E come dargli torto: nell’epoca dei dati, anche ciò che lasciamo dietro di noi diventa informazione. O meglio: bio-feedback. E come dimenticare l’epico Inno del corpo sciolto di Roberto Benigni? Un’ode irriverente e travolgente al più democratico dei bisogni umani, in cui il folletto toscano, con la sua verve scatologica elevata a poesia, celebra l’intera liturgia del sollievo fisiologico: dal trono di porcellana al tugurio partigiano, passando per l’apoteosi ecologista della foglia di vite, antenata green della carta igienica. Un’esilarante litania che fa del cesso un tempio e del bisogno un atto rivoluzionario.

In tutto questo, viene spontaneo chiedersi: ma questa geniale trovata nipponica ha davvero a che fare col progresso? O è solo l’ennesima nevrosi hi-tech mascherata da design minimal e zen?
Perché diciamocelo: l’atto di defecare — parola antica, latina, nobile, persino solenne — era forse l’ultima roccaforte della libertà individuale. Un momento intimo, inviolabile, sacro quasi quanto una meditazione. Ora, invece, rischiamo di ricevere notifiche push che ci avvisano che la “produzione odierna” è sotto la media proteica. Magari con emoji tristi e suggerimenti dietetici inclusi. Col rischio che, se davvero arriverà l’algoritmo predittivo, il wc potrebbe dirci con garbata freddezza: “Oggi evita i carboidrati, non sei al top”.

Oppure: “Hai saltato la fibra ieri, non pensare di cavartela così”. In pratica, anche dopo aver fatto la cacca ci ritroveremmo con l’ennesimo report da consultare e un KPI da raggiungere. Del resto, tracciamo i passi, i battiti, il sonno, le calorie, i sogni… c’è poco da meravigliarsi se anche la merda diventa smart!
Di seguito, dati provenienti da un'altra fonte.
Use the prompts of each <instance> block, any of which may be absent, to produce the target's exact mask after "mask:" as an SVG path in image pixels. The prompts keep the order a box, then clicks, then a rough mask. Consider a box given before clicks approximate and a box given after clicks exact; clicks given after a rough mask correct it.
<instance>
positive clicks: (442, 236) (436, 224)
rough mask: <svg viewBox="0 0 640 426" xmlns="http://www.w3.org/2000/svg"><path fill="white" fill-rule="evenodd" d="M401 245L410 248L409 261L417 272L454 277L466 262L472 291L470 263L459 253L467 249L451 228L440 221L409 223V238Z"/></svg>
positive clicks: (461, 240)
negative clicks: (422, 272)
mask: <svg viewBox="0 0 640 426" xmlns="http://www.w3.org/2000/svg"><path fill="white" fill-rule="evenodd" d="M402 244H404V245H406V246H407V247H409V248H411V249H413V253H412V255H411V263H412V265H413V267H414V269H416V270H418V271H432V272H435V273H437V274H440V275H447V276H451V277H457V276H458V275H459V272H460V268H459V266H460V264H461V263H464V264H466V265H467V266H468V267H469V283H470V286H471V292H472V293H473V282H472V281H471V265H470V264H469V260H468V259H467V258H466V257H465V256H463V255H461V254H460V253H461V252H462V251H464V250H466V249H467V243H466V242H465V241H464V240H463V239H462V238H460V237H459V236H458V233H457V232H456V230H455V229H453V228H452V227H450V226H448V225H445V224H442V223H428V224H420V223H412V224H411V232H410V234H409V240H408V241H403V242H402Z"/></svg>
È il perfezionismo che si fa peristalsi, l’ansia da prestazione intestinale in formato app. Il tutto, naturalmente, senza ombra di sarcasmo, perché l’algoritmo non contempla l’ironia. Ma forse è proprio quella che ci manca davvero. L’ironia di ammettere che, a volte, non si è in target. E va benissimo così. Anche, e soprattutto, quando ci si siede sul trono.